Estimate exacqVision Storage, Bandwidth, and Budget
Use this planning tool to estimate how much video storage and network throughput your exacqVision deployment may need.
Note: This is a planning estimate, not an official exacqVision sizing report. Always validate with real camera bitrates and vendor guidance.
What this exacqVision calculator is for
exacqVision deployments can scale from a handful of cameras in a small office to hundreds of streams across campuses and critical facilities. One of the most common pain points in early planning is underestimating storage, overloading network links, or missing budget expectations for licenses and hardware. This calculator gives you a quick, practical estimate before you move into detailed design.
In short, it helps answer three early questions:
- How much bandwidth will the camera fleet generate?
- How much storage is needed for your retention target?

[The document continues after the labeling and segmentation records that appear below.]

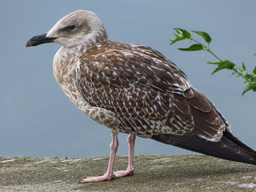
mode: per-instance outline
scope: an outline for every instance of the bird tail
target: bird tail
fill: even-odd
[[[165,134],[154,135],[152,139],[215,157],[256,165],[256,151],[233,136],[223,131],[220,141],[213,142],[191,133],[182,136]]]

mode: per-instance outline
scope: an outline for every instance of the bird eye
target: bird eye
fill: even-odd
[[[75,25],[70,25],[70,26],[68,26],[68,29],[70,29],[70,30],[72,30],[72,29],[74,29],[75,28],[76,28]]]

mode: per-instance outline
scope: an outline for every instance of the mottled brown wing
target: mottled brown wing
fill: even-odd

- What is a rough first-pass cost for licensing and storage hardware?
How the estimate works
1) Per-camera bitrate estimate
The calculator starts with a baseline bitrate by resolution and then adjusts based on frame rate and codec efficiency. For example, H.265 is typically more efficient than H.264 at equivalent quality, so the model applies a reduction factor.
2) Average recording load
Next, the tool applies your recording schedule:
- Hours per day controls scheduled uptime (for example 12 vs 24 hours).
- Motion activity % applies when using motion-based recording and reduces average write load.
3) Daily and retention storage
Average Mbps is converted into GB/day, then multiplied by retention days. An additional overhead percentage is added to account for real-world factors such as RAID overhead, metadata, filesystem behavior, and growth buffer.
Input guide: what to enter and why
Camera count
Enter all cameras that will record to the target exacqVision server or storage pool. If your environment has multiple recording servers, run one estimate per server group.
Resolution and FPS
These two values often drive storage more than any other settings. Increasing from 1080p/15 FPS to 4K/30 FPS can multiply your storage needs quickly.
Codec choice
H.265 usually lowers bandwidth and storage versus H.264, but camera performance and client decode requirements still matter. If your client devices or workflows struggle with HEVC decode, you may still choose H.264 in some environments.
Recording mode and motion activity
Motion-based recording can significantly reduce storage, but only if camera scenes are stable and well tuned. Busy scenes (traffic, crowds, swaying trees) can push “motion” recording near continuous levels.
Retention, overhead, and budget fields
Retention must align with policy, legal requirements, and operational expectations. Overhead is your safety margin for realistic deployment conditions. Budget inputs provide a rough cost check so you can compare multiple design options quickly.
Example planning scenarios
Small office (16 cameras, 1080p, 15 FPS)
- Often suitable for a single recording server profile.
- 30-day retention may stay within a modest storage footprint.
- Good candidate to test continuous vs motion savings.
Retail chain site (48 cameras, mixed scenes)
- Entrance and checkout zones may need higher FPS than back rooms.
- Use separate estimates by camera class for better accuracy.
- Network uplink and peak ingest are important to avoid dropped frames.
Campus or industrial site (100+ cameras)
- Use phased sizing: ingest, retention, failover, and archive tiers.
- Apply larger overhead and growth buffer from day one.
- Validate with measured camera bitrate logs, not assumptions only.
Best practices for exacqVision sizing
- Measure real streams: pilot a subset of cameras and record actual bitrates across day/night cycles.
- Design for peaks, not just averages: your network and recording stack should survive burst activity.
- Document camera profiles: standardize by scene type to simplify deployment and troubleshooting.
- Keep a growth margin: most systems add cameras, increase FPS, or extend retention over time.
- Review policy assumptions: compliance and incident response often require retention changes later.
Common mistakes this calculator helps prevent
- Assuming all cameras produce identical bitrate regardless of scene complexity.
- Ignoring storage overhead and provisioning only raw retention values.
- Forgetting that motion-based recording still behaves like continuous recording in high-activity areas.
- Budgeting license cost without accounting for storage and scalability headroom.
FAQ
Is this an official Johnson Controls or exacqVision tool?
No. This page is an independent planning calculator and should be used for early estimates only.
Why does my real storage not match exactly?
Real-world results vary by scene complexity, camera encoding settings (GOP/I-frame interval, VBR/CBR), analytics features, and firmware differences. Use this tool as a baseline, then validate with field measurements.
Can I use this for cloud archive planning too?
Yes, as a first pass. If your workflow includes cloud replication or archive tiers, add separate estimates for egress bandwidth, upload windows, and storage class pricing.
Final takeaway
A solid exacqVision design starts with accurate assumptions. Use the calculator to compare design options quickly, then move to camera-level verification before procurement. A little planning up front can prevent expensive storage expansions and performance surprises later.